Hi! Could you please help me to figure out how to ...
# announcements
a
Hi! Could you please help me to figure out how to test pipeline if it uses some external resources? Are there proper ways to so? Or the only way is to set up an environment (DB, etc) and write special test mode for the pipeline? I tried to use execute_pipeline and solid_selection. But I cannot figure out how to pass inputs in solids in the middle. code in the thread
Copy code
@pipeline
def my_pipeline():
    df = load_data_from_dwh.alias("load_target_data")() # don't need to run
    df = data_preparation(df)
    result = ml_stuff(df)
df -- simple pandas dataframe. I have simple specified dagster pandas type and data_preparation accepts it:
Copy code
PandasDataFrame = create_dagster_pandas_dataframe_type(
    name="PandasDataFrame")
load_data_from_dwh -- uses custom sqlalchemy code, so i don't have any resources. Tried to do this:
Copy code
def test_pipeline_run(dataframe):
    run_config = {
        "solids": {
            "divide_data_over_column": {
                'inputs': {
                    "df": dataframe
                },
                "config": {...},
            },
        }
    }
    solid_selection = ["data_preparation", "ml_stuff"]

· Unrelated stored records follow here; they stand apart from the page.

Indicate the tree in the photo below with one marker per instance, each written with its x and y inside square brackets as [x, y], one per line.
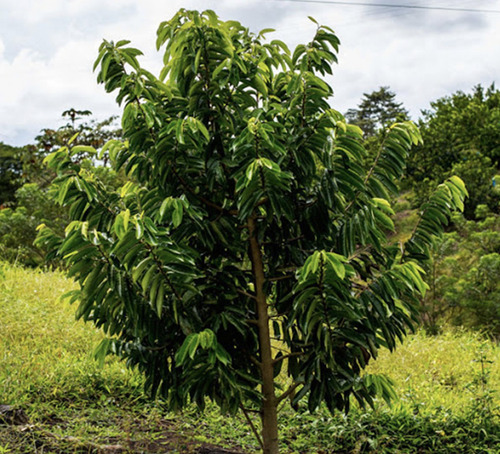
[90, 132]
[376, 111]
[246, 259]
[461, 131]
[10, 173]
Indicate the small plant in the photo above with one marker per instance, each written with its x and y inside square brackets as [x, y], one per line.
[483, 405]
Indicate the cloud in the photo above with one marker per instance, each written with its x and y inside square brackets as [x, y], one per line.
[47, 49]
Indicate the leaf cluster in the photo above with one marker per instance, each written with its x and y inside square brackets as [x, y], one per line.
[238, 132]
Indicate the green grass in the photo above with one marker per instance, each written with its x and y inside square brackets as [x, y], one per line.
[449, 388]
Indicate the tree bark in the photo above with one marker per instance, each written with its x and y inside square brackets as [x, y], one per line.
[269, 401]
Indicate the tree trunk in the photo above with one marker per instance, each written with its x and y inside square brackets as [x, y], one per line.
[269, 401]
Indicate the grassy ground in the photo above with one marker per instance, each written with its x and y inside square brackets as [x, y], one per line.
[449, 388]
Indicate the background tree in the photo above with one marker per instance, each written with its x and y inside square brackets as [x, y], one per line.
[376, 111]
[27, 182]
[10, 173]
[246, 261]
[461, 131]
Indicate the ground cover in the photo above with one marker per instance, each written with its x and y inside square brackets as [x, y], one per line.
[448, 387]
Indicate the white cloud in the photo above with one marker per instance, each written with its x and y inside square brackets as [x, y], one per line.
[47, 49]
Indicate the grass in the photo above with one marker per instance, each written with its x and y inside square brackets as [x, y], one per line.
[449, 388]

    execute_pipeline(my_pipeline,
                     run_config=run_config,
                     solid_selection=solid_selection)
An it results in
Copy code
_ _ _ _ _ _ _ _ _ _ _ _ _ _ _ _ _ _ _ _ _ _ _ _ _ _ _ _ _ _ _ _ _ _ _ _ _ _ _ _ 
../../../../miniconda3/envs/etna/lib/python3.8/site-packages/dagster/core/execution/api.py:298: in execute_pipeline
    return _logged_execute_pipeline(
../../../../miniconda3/envs/etna/lib/python3.8/site-packages/dagster/core/telemetry.py:89: in wrap
    result = f(*args, **kwargs)
../../../../miniconda3/envs/etna/lib/python3.8/site-packages/dagster/core/execution/api.py:342: in _logged_execute_pipeline
    pipeline_run = instance.create_run_for_pipeline(
../../../../miniconda3/envs/etna/lib/python3.8/site-packages/dagster/core/instance/__init__.py:518: in create_run_for_pipeline
    execution_plan = create_execution_plan(
../../../../miniconda3/envs/etna/lib/python3.8/site-packages/dagster/core/execution/api.py:565: in create_execution_plan
    environment_config = EnvironmentConfig.build(pipeline_def, run_config, mode=mode)
../../../../miniconda3/envs/etna/lib/python3.8/site-packages/dagster/core/system_config/objects.py:96: in build
    config_evr = process_config(environment_type, run_config)
../../../../miniconda3/envs/etna/lib/python3.8/site-packages/dagster/config/validate.py:333: in process_config
    validate_evr = validate_config(config_type, config_dict)
../../../../miniconda3/envs/etna/lib/python3.8/site-packages/dagster/config/validate.py:58: in validate_config
    return validate_config_from_snap(
../../../../miniconda3/envs/etna/lib/python3.8/site-packages/dagster/config/validate.py:68: in validate_config_from_snap
    return _validate_config(
../../../../miniconda3/envs/etna/lib/python3.8/site-packages/dagster/config/validate.py:103: in _validate_config
    return validate_shape_config(context, config_value)
../../../../miniconda3/envs/etna/lib/python3.8/site-packages/dagster/config/validate.py:261: in validate_shape_config
    return _validate_shape_config(context, config_value, check_for_extra_incoming_fields=True)
../../../../miniconda3/envs/etna/lib/python3.8/site-packages/dagster/config/validate.py:234: in _validate_shape_config
    field_evr = _validate_config(context.for_field_snap(field_snap), config_value[name])
../../../../miniconda3/envs/etna/lib/python3.8/site-packages/dagster/config/validate.py:103: in _validate_config
    return validate_shape_config(context, config_value)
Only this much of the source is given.